До этого я был в нем всего однажды, заглянув туда на следующий день после того, как меня назначили его начальником. Почему Ксения посоветовала Федору поставить меня рулить именно им, я понял, но возобновлять традиции Семена Никитича Годунова не хотел. Куда проще создать новый приказ, назвав его, ну, скажем, Тайных дел. Этот же пусть так и занимается исключительно лечением царской семьи. А коль с этим лечением вроде бы процесс налажен, к чему соваться, тем более в медицине я ноль.
Да и штат в нем смехотворный — кем командовать-то? Подьячий, толмач, он же переводчик, и заведующий единственной аптекой голландец Аренд Клаузенд, которого, по русскому обыкновению, давно переименовали в Арена Глаза. Ах да, еще и царские медики, но они были на особом положении. Правда, с Клаузендом постоянно контактировали, подавая ему списки необходимых снадобий, отваров и настоев, на основании которых он составлял перечень требуемых закупок и представлял его в приказ. Далее следовало их приобретение, привоз, выдача Аренду, тот все перерабатывал и отдавал лекарям. По сути, обязанность главы Аптекарского приказа сводилась к подмахиванию очередного списка с перечнем нужных компонентов для лекарств.
Ну и зачем я там нужен?
Стоило мне заглянуть в крохотную каморку, которая называлась приказом, как обрадованный подьячий Варлаам Поздеев сунул мне в руки длиннющий свиток — очередной перечень трав, кои надобно закупить. Посмотрев в него и ничего не поняв — какой-то хуперикум перфоратум, какая-то мента пиперита и прочая заумная латынь, — я отодвинул услужливо протянутое перо и спросил:
— А почему так дорого?
— Дак иноземные, — словоохотливо пояснил Поздеев, повторяя слова Власьева. — Там-то они, может, куда дешевше, тока за морем телушка — полушка, да рупь перевоз.

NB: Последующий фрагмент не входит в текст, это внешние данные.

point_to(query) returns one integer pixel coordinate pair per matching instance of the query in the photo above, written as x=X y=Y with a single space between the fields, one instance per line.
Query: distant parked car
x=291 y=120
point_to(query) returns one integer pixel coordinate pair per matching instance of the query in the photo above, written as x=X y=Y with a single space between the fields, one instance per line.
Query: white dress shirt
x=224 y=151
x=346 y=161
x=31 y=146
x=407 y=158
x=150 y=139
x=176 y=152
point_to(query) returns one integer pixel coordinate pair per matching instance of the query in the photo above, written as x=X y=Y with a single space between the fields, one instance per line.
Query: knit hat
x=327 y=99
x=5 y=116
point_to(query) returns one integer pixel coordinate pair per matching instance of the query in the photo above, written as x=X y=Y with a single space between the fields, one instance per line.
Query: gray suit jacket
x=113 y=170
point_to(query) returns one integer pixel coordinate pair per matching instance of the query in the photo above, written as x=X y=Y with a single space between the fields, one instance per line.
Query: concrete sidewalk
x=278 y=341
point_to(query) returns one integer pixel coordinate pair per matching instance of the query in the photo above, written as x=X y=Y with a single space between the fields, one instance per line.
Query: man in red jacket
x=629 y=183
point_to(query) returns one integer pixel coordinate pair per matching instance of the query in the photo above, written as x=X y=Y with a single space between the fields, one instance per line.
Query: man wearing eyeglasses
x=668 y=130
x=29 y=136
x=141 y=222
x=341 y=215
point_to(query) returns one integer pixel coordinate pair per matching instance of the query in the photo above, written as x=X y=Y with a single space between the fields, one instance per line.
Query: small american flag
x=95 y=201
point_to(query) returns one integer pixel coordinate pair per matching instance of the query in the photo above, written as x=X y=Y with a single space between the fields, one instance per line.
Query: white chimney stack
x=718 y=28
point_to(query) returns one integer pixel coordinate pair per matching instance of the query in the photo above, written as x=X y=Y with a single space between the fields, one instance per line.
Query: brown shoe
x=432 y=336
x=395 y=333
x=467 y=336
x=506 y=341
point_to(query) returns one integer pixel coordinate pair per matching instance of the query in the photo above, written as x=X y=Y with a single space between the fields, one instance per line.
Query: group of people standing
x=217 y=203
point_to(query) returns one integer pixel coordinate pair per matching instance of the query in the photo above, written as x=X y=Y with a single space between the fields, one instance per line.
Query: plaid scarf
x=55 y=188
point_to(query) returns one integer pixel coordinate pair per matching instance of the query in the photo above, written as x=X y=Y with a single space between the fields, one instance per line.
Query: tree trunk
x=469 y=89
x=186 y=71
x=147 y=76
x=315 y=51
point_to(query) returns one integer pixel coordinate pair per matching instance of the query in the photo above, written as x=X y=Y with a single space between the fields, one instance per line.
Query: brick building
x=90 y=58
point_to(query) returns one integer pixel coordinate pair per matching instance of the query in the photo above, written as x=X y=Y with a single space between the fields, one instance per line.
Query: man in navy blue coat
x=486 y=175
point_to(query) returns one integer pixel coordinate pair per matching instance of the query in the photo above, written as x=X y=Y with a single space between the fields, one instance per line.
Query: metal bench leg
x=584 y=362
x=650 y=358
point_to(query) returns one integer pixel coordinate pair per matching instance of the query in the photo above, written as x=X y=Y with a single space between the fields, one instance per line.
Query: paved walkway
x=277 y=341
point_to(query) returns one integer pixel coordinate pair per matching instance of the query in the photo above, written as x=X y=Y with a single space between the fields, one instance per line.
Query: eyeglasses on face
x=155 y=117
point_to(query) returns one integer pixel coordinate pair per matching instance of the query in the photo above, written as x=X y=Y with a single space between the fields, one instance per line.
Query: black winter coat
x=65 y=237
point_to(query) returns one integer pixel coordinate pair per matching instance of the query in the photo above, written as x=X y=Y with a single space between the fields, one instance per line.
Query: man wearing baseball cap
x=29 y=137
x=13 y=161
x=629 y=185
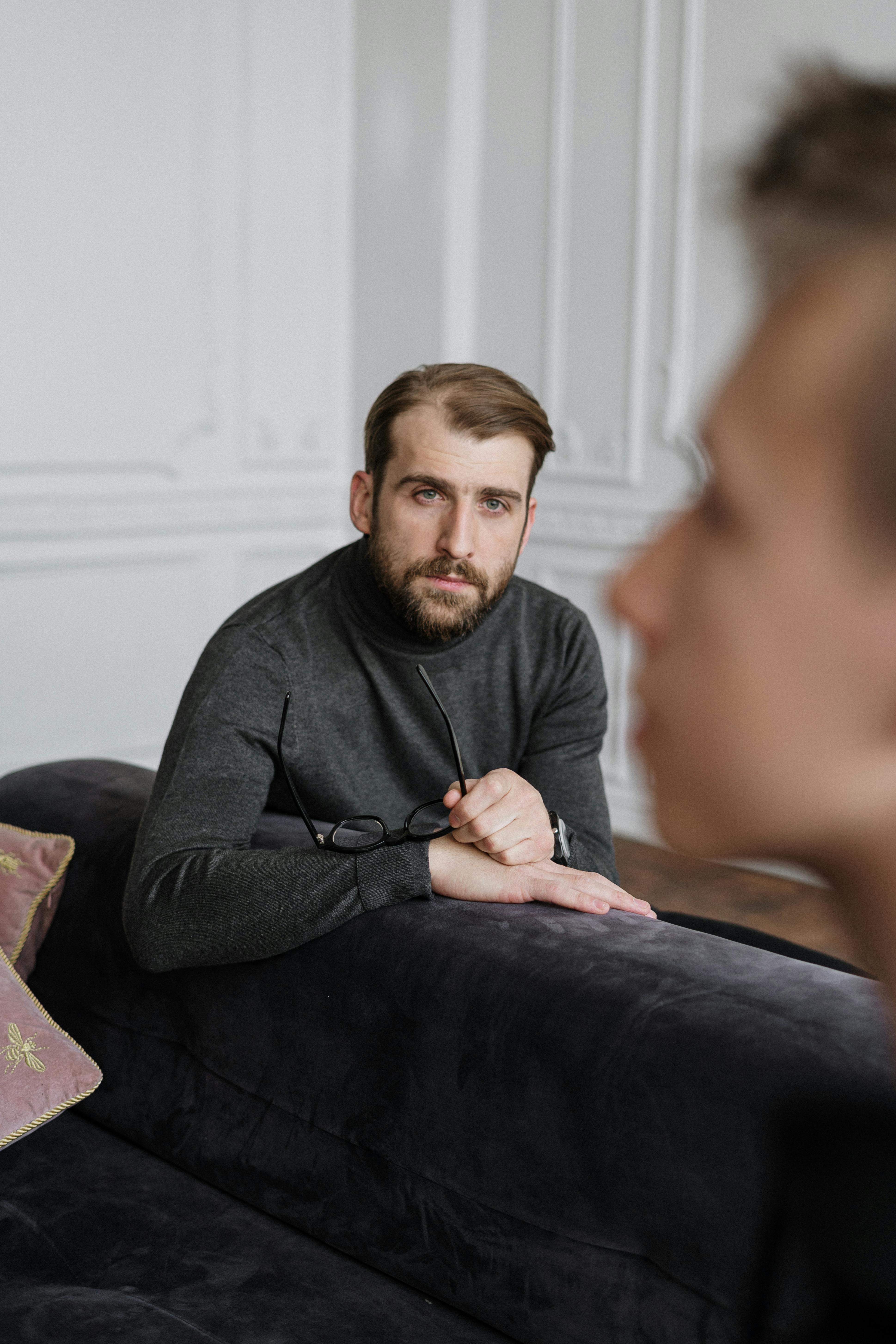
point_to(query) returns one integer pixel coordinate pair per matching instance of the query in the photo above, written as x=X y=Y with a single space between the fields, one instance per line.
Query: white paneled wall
x=226 y=225
x=175 y=343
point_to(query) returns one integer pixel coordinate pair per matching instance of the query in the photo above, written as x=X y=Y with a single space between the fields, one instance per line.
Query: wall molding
x=604 y=529
x=467 y=89
x=236 y=510
x=676 y=420
x=572 y=461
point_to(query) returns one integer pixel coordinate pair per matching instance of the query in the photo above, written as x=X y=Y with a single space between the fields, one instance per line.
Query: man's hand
x=503 y=816
x=464 y=873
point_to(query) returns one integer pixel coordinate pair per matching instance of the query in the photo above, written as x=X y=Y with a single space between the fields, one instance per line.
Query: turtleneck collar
x=373 y=609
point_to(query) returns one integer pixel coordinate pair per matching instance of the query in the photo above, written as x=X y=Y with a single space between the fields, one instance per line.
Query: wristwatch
x=561 y=839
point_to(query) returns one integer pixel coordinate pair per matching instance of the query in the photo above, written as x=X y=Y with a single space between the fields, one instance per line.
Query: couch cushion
x=555 y=1121
x=101 y=1241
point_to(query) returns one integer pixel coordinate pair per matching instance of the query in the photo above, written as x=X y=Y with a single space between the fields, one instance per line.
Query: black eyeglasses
x=429 y=822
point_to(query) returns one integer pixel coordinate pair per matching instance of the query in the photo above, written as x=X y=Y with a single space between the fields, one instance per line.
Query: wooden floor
x=795 y=910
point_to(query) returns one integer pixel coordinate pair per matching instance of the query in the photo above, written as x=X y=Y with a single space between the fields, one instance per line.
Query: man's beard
x=436 y=615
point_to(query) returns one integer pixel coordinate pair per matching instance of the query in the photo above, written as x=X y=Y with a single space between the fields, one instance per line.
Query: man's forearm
x=221 y=906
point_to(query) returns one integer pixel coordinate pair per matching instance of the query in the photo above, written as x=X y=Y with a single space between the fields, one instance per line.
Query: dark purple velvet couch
x=557 y=1125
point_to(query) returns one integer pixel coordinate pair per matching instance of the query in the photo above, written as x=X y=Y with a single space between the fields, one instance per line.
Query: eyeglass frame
x=389 y=837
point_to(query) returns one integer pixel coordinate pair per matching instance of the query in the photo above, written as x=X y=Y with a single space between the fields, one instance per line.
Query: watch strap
x=561 y=839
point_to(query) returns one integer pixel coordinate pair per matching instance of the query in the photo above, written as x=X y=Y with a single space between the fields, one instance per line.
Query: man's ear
x=529 y=525
x=361 y=507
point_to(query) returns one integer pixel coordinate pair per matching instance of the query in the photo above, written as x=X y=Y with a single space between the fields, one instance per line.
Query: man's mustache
x=444 y=568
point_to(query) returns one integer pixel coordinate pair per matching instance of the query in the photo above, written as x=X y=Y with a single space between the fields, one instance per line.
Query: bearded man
x=445 y=509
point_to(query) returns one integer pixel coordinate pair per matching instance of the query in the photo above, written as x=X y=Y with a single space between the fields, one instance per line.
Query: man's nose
x=459 y=540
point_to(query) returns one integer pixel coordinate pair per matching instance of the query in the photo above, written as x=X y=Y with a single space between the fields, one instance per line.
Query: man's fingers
x=455 y=794
x=480 y=796
x=585 y=892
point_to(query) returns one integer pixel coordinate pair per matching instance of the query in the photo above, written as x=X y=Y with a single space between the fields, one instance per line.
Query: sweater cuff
x=393 y=874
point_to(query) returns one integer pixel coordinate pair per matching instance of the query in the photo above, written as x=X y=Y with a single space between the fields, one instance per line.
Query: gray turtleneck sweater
x=524 y=690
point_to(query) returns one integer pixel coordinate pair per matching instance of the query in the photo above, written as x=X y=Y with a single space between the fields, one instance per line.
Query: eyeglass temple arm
x=312 y=830
x=456 y=749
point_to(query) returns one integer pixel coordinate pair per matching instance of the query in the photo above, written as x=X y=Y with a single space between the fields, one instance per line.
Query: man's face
x=768 y=612
x=448 y=523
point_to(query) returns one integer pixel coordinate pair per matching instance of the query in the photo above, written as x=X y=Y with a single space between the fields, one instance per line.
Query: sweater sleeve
x=197 y=893
x=563 y=752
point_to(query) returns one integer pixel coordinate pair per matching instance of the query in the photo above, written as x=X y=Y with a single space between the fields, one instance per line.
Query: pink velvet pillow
x=33 y=871
x=42 y=1070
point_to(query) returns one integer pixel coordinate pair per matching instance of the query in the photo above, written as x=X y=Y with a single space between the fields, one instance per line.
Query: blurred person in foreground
x=768 y=616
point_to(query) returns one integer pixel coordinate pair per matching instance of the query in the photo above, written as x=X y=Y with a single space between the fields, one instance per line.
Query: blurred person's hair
x=825 y=177
x=471 y=398
x=820 y=183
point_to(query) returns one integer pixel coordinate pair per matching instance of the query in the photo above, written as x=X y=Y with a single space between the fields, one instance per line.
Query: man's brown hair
x=825 y=177
x=472 y=398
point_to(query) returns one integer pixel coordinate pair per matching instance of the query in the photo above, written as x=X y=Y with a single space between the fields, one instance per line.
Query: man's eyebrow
x=446 y=489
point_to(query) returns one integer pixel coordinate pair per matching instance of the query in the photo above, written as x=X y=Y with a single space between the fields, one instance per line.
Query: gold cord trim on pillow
x=45 y=892
x=70 y=1101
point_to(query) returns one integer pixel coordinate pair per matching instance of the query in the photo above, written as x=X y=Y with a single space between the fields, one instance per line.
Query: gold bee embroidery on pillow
x=19 y=1050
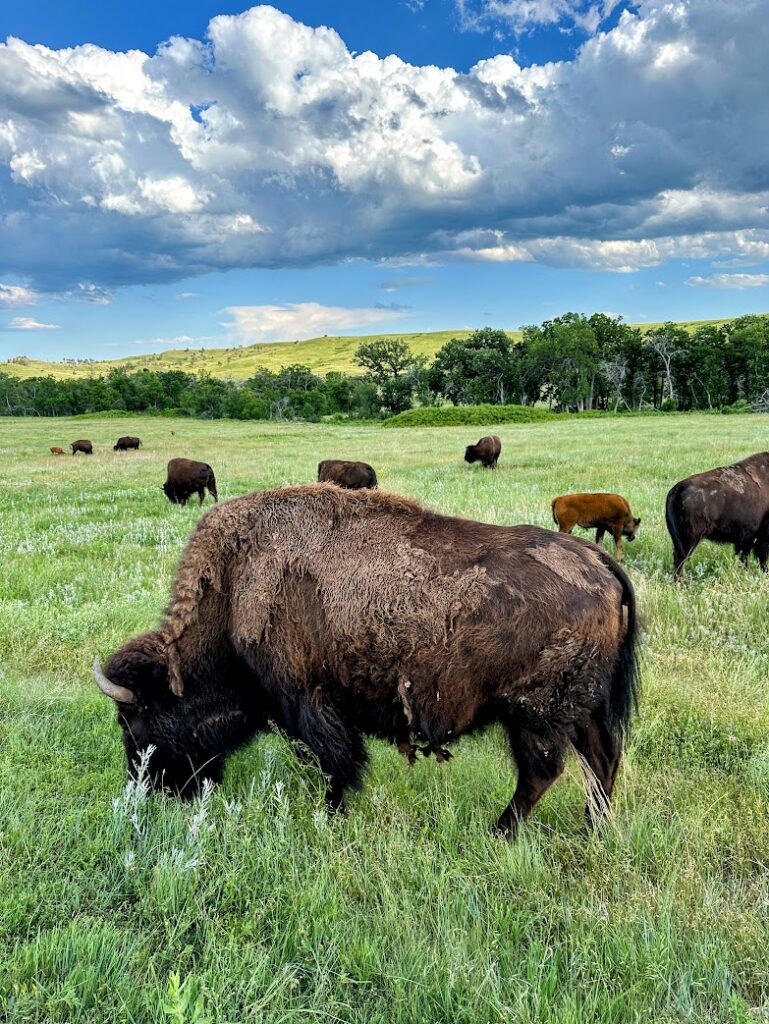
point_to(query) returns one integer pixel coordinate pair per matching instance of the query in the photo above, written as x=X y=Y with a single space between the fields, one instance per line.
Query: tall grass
x=250 y=904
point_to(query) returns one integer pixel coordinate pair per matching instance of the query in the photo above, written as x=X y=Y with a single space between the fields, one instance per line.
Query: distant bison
x=185 y=477
x=727 y=505
x=127 y=442
x=599 y=512
x=352 y=475
x=338 y=613
x=486 y=452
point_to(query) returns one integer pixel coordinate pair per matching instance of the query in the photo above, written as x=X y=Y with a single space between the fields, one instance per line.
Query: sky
x=207 y=173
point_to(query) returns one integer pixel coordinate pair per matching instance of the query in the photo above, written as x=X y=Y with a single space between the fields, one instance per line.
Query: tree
x=395 y=371
x=483 y=368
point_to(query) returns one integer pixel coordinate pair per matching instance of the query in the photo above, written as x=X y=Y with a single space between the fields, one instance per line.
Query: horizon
x=214 y=175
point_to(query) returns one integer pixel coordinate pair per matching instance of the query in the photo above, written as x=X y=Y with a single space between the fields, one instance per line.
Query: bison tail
x=626 y=678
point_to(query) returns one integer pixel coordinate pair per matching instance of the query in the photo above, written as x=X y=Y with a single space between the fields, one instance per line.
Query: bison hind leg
x=338 y=747
x=540 y=760
x=599 y=751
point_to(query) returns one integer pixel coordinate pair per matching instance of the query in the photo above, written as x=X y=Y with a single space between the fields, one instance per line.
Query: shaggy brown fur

— Плохо, что они у нас не растут, — посетовал я. — Мне бы эти деньги ой как пригодились. А может, растут? Ну-ка, переведи мне на нормальный язык вот это. — И я наугад ткнул пальцем в какой-то анисум вулгачи.
Подьячий обескураженно крякнул и повинился в невежестве:
— То Арен-аптекарь составлял, а я папежному языку не обучен, толмач же хворает, — и заторопился с пояснениями: — Но тут все без обмана. Когда завозят, мы с Глазом вместе их взвешиваем, а уж опосля деньгу выдаем.